SE VOAR ME LEVA
Lá estava eu, sentada diante o mar, completamente dormente e desejando ser levada pelo mesmo. Os dias estavam difíceis e já não queria mais lutar, não tinha forças nem o brilho no olhar, que era rotineiro antes de tudo desabar. Havia alguma coisa nas ondas que quebravam na superfície macia feita de areia, que me chamavam, como o canto da sereia, em um mantra atraente de vai e vem sendo carregado pela correnteza forte e que tocava todo o meu corpo e bagunçava meu cabelo sem cerimônia de chegada.

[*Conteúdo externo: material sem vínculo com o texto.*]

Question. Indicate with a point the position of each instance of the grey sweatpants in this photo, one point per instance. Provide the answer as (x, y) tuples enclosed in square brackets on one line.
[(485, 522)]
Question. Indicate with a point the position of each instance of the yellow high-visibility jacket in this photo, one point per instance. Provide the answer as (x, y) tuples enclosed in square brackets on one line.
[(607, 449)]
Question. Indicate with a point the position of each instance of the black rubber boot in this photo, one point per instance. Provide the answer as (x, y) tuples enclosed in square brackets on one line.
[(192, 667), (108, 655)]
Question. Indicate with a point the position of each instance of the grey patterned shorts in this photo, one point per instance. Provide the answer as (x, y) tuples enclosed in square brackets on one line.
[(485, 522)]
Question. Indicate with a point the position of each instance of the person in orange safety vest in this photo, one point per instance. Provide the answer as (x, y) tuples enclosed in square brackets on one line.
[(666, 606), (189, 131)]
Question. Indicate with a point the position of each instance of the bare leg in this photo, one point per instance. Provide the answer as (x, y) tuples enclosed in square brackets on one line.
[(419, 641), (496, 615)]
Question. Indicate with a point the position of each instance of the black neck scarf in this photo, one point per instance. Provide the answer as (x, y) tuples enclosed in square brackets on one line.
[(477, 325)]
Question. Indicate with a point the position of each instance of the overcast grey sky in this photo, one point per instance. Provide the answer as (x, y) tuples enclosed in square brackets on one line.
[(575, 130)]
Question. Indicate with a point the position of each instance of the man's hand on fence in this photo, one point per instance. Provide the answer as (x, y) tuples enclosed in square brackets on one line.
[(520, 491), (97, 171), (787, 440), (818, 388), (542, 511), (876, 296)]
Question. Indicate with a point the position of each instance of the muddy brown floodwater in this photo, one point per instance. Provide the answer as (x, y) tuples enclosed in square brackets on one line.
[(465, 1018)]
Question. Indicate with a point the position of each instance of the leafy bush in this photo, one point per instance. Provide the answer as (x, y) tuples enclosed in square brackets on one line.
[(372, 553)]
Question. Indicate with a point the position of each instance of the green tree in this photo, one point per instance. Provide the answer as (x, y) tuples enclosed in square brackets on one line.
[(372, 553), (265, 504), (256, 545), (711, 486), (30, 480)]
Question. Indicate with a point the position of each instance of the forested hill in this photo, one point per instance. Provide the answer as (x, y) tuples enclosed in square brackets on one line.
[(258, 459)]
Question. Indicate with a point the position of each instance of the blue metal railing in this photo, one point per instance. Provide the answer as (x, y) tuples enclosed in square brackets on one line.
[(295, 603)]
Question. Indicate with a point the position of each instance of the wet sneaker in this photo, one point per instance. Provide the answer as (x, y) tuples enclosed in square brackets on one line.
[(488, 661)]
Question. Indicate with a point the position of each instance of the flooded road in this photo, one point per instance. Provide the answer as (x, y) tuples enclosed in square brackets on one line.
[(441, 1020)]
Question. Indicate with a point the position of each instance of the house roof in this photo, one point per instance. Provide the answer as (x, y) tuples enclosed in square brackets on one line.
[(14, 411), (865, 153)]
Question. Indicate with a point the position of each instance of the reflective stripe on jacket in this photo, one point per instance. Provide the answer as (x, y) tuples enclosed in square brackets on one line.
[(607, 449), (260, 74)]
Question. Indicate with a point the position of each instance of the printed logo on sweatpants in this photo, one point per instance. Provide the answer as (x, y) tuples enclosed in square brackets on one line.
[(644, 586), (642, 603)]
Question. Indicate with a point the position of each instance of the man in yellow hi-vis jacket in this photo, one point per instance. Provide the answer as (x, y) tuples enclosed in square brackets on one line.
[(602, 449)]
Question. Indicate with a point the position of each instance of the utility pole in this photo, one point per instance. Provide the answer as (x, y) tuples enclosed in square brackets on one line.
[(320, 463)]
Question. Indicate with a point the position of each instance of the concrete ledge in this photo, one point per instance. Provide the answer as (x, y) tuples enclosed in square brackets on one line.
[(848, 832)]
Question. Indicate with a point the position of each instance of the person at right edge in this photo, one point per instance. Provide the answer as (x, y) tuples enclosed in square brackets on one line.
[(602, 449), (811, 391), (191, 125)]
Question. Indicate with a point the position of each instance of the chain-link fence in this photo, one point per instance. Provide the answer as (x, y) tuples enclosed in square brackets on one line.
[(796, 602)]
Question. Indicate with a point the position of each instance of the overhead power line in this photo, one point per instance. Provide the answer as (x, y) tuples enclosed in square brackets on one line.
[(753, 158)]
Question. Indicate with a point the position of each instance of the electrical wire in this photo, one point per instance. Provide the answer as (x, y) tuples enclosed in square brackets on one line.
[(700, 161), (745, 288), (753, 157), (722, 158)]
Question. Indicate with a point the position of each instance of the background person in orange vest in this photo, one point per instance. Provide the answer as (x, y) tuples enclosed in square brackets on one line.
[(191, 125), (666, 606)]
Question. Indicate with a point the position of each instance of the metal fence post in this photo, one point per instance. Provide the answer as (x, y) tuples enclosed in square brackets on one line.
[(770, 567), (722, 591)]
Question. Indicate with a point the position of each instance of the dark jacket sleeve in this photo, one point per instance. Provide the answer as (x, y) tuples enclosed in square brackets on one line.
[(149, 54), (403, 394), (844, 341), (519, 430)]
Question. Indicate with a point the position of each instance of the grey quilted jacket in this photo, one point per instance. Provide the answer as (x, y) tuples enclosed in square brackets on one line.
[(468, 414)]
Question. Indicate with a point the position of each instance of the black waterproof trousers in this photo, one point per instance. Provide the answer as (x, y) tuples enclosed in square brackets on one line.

O céu já não era claro como antes. A praia estava inabitada, somente as gaivotas que passavam dando leves gritinhos, afirmando que estavam de partida. Levantei com o incentivo de uma quase penumbra e segui em direção a rocha mais alta, pelo caminho estreito formado pelo tempo, com pedaços de galhos que foram arrastados pelo vento.
A única visão era das ondas quebrando com fúria, na parede de pedra que tinha ali. Deixei os meus braços, totalmente exaustos, caírem na lateral do meu corpo, dei pequenos passos em direção à beirada, me equilibrando na borda escorregadia do precipício. Algumas pedrinhas caiam na água conforme ia me aproximando, o tamanho certo para fazer barulho de mergulho quando caiam na água, me perguntei se ao me jogar dali, faria o mesmo som e se seria boa a sensação de cair, se eu morreria de imediato ou ainda ficaria boiando ou sendo carregada, jogada. Se eu iria aproveitar todas as sensações de minha morte ou, continuaria sem sentir nada.
- Droga!
Acordei do transe ao escutar uma voz fina atrás de mim. Virei-me, assustada, tirando a mecha de cabelo que insistia em ficar no meu rosto e tentando enxergar quem quer que fosse, no escuro daquele ambiente, que interrompera o meu ritual de passagem.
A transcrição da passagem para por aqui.